Same Ol' Liberals?

Submitted by FreedomDemocrats on Tue, 2007-11-06 17:08.

George Bush won the white vote against his Massachusetts liberal opponent 60%-40%. That was back in 1988, but his son defeated his Massachusetts liberal opponent among white voters by a similar 58% to 41% in 2004. But 2004 was a rather close election, while 1988 ended in a blow out. Chris Bowers argues that the big shift has been the growth of non-white voters and that the quality of Democratic presidential candidates hasn't really improved.

Broad demographic changes that rendered the electorate both less white and less Christian had a significantly greater impact on the changing outcomes of the 1988 and 2004 election than did the quality of the candidates running, the issues of the time, or the strategies employed by the campaigns. Outside of these demographic shifts, everything else was pretty much a wash from 1988 to 2004. As I have repeated numerous times in the past, this trend will only continue. By 2012, when self-identified white Christians will probably only make up about 55-56% of the electorate (down from their current 63-64% total), unless ethnic and religious demographic groups start voting differently, the electorate will have shifted roughly another 3-4% in favor of Democrats. With that electorate, even a Democratic candidate with the skill of Michael Dukakis or John Kerry could win, and no Iraq war or economic downturn would be necessary.

And in another post he notes how Democratic policies haven't changed sine Walter Mondale in 1984.

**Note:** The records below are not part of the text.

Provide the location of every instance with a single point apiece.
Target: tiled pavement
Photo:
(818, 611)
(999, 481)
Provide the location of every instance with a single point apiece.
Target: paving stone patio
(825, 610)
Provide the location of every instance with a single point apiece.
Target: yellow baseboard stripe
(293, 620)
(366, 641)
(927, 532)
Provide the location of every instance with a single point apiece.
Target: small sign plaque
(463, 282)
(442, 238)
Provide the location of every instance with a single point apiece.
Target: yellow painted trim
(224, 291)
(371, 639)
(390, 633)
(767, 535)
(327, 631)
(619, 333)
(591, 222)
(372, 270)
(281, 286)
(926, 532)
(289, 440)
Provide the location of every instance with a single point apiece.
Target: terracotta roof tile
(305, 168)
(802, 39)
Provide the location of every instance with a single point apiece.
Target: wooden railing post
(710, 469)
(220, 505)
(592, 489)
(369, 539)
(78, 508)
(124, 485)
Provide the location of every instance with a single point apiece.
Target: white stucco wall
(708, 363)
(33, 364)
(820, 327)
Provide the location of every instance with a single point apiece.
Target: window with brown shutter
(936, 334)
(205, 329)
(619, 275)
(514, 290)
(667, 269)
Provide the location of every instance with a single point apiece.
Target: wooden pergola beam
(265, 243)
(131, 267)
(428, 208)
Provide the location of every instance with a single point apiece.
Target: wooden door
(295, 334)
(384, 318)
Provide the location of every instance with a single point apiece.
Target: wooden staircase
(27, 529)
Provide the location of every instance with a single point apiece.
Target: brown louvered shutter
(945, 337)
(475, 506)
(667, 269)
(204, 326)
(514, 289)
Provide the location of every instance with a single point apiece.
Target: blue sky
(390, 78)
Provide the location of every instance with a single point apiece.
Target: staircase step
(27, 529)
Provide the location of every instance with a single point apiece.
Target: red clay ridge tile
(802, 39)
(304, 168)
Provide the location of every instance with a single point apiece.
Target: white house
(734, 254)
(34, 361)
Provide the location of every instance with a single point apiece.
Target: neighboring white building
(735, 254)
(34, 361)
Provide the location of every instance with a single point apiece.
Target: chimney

This video presents almost the exact same issue set as the current Democratic Party presents. Two older woman talk about poverty at 0:20 and 0:30 in the video. Another older woman talks about protecting Social Security at 0:40 in the video. A diverse group of children are interspersed between these women. Outsourcing manufacturing jobs comes in at 1:00. The economic struggles of rural Americans comes in right after that, and a variation on the "people versus the powerful" or "two Americas" them immediately follows that. Republican connections to corporations and the wealthy are attacked starting at 1:47 in the video. Keeping Jerry Falwell off the Supreme Court comes in at 2:01. Fair taxes come in at 2:13, including a call for closing tax loopholes and for higher taxes on the wealthy, on corporations. After that, a fairly long attack on conservative foreign policy ensues. New opportunity for women and opening doors comes in big time at about 3:45 in the video. Updated to match current events, none of this would be out of place in pretty much any Democratic campaign commercial for state and federal office now, even in red states and red districts (if such states and districts still exist, of course). Dangerous right-wing foreign policy, protecting Social Security, ending Bush's tax cuts on the wealthy, reigning in corporate influence on the government, outsourcing, increasing diversity, keeping the religious right off the Supreme Court, fighting for economic fairness and on and on. This is all the same stuff. About the only thing missing is health care.

After the break that Bill Clinton offered from "the same ol' liberals" is the Democratic Party doomed to return to the 1980s? But this time with electoral success?

Discussion on Swords Crossed

#5115 On Wed, 2007 11 07 09:08 ka1igu1a said,

Starting to hate the Democrats again

#5117 On Wed, 2007 11 07 20:05 Tangeng said,

Yep. I realized why I didn't like the Democrats before. And I'm getting more passionate about it again. If only the Republicans weren't so bad....

Clinton Presidency

#5118 On Thu, 2007 11 08 14:13 FreedomDemocrats said,

It's looking more like the Clinton presidency was a short term break from the politics as usual of the Democratic Party and not a shift in a new direction. Sad really.